Il giorno dopo, su tutti i giornali del mondo, emersero i contorni della mostruosa vicenda che ha scioccato per dimensioni, crudeltà e durata. Ariel Castro, un oscuro e solitario conduttore di autobus, aveva sequestrato Amanda e altre due ragazze, tra il 2002 e il 2004, quando avevano rispettivamente 14, 16 e 20 anni. Poi le aveva segregate dentro casa, impedendone la fuga e isolandole dal mondo.
Nella casa-prigione gli investigatori dell'FBI hanno trovato porte antifuga, corde e catene. Dai racconti sono emersi abusi fisici e psicologici. Pare che almeno cinque bambini siano stati dati alla luce in quella orribile bolgia e che nessuno sia sopravvissuto. Dieci anni di totale inferno.

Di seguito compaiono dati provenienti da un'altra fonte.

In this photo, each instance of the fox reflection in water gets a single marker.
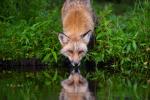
(75, 88)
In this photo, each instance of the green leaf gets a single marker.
(134, 45)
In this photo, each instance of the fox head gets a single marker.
(75, 88)
(74, 49)
(75, 83)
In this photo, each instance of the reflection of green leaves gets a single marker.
(55, 77)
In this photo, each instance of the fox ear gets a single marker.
(63, 38)
(86, 36)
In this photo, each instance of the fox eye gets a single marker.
(81, 51)
(70, 51)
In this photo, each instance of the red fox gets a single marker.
(78, 26)
(75, 88)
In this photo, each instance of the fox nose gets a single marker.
(75, 64)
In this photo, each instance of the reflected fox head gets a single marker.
(73, 48)
(75, 88)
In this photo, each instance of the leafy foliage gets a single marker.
(28, 29)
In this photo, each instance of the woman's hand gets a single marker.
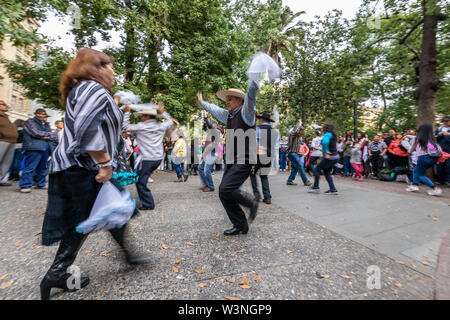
(104, 175)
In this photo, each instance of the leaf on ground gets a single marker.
(7, 285)
(244, 282)
(3, 276)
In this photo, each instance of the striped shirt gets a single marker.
(93, 122)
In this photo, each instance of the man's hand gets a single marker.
(160, 108)
(104, 175)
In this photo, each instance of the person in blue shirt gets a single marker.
(329, 159)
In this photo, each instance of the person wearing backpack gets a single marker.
(377, 149)
(428, 153)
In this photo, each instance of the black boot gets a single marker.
(119, 237)
(248, 201)
(57, 275)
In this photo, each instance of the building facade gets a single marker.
(12, 93)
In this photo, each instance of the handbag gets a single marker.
(112, 209)
(436, 153)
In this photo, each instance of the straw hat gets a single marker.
(149, 111)
(222, 95)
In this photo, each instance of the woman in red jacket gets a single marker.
(398, 154)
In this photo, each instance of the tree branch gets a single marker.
(402, 41)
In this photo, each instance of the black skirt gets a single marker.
(71, 196)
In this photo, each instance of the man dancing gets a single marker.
(240, 115)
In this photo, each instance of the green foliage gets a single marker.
(170, 50)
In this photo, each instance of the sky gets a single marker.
(56, 29)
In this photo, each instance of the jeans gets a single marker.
(348, 169)
(358, 168)
(264, 184)
(7, 153)
(283, 160)
(420, 171)
(326, 165)
(276, 159)
(443, 172)
(232, 197)
(205, 170)
(34, 161)
(177, 165)
(297, 167)
(147, 168)
(377, 164)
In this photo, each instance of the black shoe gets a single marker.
(47, 284)
(235, 231)
(253, 211)
(146, 208)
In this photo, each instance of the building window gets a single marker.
(13, 102)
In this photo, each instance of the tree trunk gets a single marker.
(428, 77)
(130, 51)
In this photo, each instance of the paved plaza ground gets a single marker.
(303, 246)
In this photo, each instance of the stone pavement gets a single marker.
(285, 255)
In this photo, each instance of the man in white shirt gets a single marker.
(316, 146)
(149, 135)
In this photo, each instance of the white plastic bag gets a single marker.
(127, 97)
(263, 64)
(112, 209)
(143, 107)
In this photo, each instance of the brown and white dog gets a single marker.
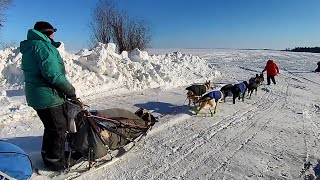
(210, 99)
(197, 90)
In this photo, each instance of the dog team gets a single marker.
(205, 95)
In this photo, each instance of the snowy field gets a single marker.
(270, 136)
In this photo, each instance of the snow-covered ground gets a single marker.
(270, 136)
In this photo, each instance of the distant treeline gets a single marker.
(305, 49)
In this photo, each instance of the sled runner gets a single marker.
(97, 138)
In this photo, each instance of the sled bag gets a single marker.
(15, 163)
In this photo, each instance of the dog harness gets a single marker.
(241, 86)
(216, 95)
(197, 89)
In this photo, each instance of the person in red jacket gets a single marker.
(272, 70)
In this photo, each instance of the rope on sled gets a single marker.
(118, 122)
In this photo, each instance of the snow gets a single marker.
(269, 136)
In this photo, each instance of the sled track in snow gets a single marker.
(310, 136)
(227, 149)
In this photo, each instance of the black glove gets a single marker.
(77, 101)
(67, 89)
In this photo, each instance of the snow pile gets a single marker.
(103, 70)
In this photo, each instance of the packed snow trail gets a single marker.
(253, 139)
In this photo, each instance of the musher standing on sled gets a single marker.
(46, 88)
(272, 70)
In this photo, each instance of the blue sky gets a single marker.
(273, 24)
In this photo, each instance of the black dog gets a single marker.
(238, 89)
(251, 87)
(225, 91)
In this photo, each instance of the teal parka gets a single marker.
(44, 73)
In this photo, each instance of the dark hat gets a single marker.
(44, 27)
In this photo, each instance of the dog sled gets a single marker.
(97, 138)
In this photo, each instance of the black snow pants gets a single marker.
(54, 136)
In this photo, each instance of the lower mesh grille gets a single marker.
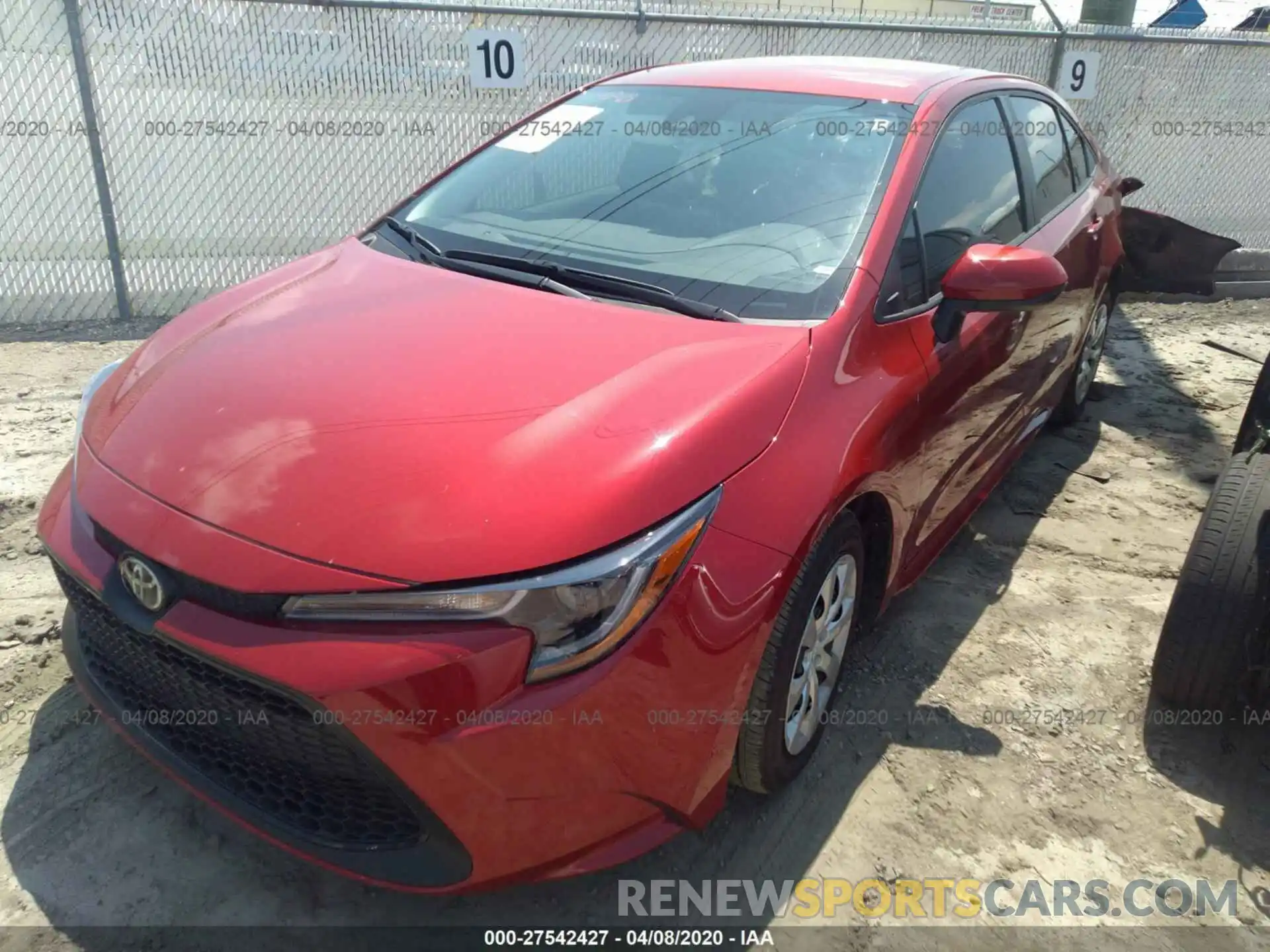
(255, 743)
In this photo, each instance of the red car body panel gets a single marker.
(532, 390)
(353, 422)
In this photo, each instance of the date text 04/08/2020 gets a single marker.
(652, 938)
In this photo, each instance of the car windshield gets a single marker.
(751, 201)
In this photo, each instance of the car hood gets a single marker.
(402, 420)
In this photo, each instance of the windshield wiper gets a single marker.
(611, 284)
(432, 254)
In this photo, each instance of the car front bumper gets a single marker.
(414, 756)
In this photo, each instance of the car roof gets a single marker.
(855, 77)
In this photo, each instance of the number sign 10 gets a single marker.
(497, 59)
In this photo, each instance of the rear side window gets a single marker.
(1037, 127)
(969, 192)
(1078, 147)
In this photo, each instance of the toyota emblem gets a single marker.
(143, 583)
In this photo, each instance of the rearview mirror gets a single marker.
(996, 278)
(1128, 186)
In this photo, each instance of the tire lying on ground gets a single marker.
(1214, 634)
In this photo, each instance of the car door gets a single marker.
(1067, 221)
(981, 382)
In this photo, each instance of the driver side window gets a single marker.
(969, 194)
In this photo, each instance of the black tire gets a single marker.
(1071, 407)
(762, 763)
(1213, 635)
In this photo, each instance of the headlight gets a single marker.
(577, 615)
(95, 382)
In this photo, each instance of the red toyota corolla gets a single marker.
(489, 545)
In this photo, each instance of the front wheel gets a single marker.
(802, 663)
(1213, 641)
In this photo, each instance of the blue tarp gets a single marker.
(1184, 15)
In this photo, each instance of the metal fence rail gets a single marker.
(234, 135)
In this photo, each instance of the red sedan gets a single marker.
(493, 543)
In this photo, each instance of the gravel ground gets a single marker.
(1052, 598)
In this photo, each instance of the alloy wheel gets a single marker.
(825, 639)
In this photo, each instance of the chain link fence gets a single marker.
(157, 151)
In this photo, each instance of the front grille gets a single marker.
(257, 743)
(243, 604)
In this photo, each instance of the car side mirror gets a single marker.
(1128, 186)
(996, 278)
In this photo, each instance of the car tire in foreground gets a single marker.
(802, 662)
(1078, 390)
(1213, 635)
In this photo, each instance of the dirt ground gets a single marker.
(1052, 600)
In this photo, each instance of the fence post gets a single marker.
(95, 145)
(1056, 60)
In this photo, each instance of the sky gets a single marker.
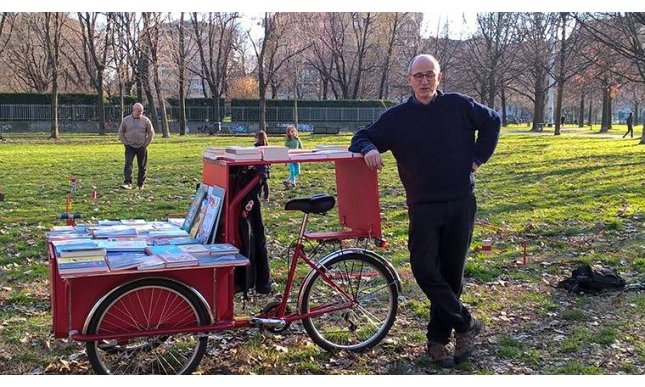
(435, 12)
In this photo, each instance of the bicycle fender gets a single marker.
(190, 288)
(354, 250)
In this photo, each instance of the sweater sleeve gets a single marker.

Dopo un regolare processo di grande rilevanza mediatica, Castro è stato condannato a 1.000 anni di detenzione in quanto colpevole di oltre 900 capi di imputazione. Dopo appena un mese di galera, è stato trovato impiccato nella sua cella.
Questo libro, che è balzato al primo posto delle classifiche americane, è lo sconvolgente diario delle due ragazze sopravvissute: come sono state catturate, come hanno vissuto tutto quel tempo, come sono riuscite a sopravvivere e, infine, a liberarsi. Un racconto angosciante, scritto assieme a due premi Pulitzer, ma anche un testo che vuole far passare un messaggio positivo. Le due autrici vittime scrivono continuamente che anche nella notte più buia non hanno mai perso la speranza. Guardavano in tv le trasmissioni che si occupavano della loro scomparsa, assistevano alle veglie di preghiera dei vari comitati, e continuavano a dirsi reciprocamente: "hope, non perdere mai la speranza", nonostante tutto. "Adesso vogliamo che il mondo sappia: siamo sopravvissute, siamo libere, amiamo la vita. Siamo state più forti di Ariel Castro."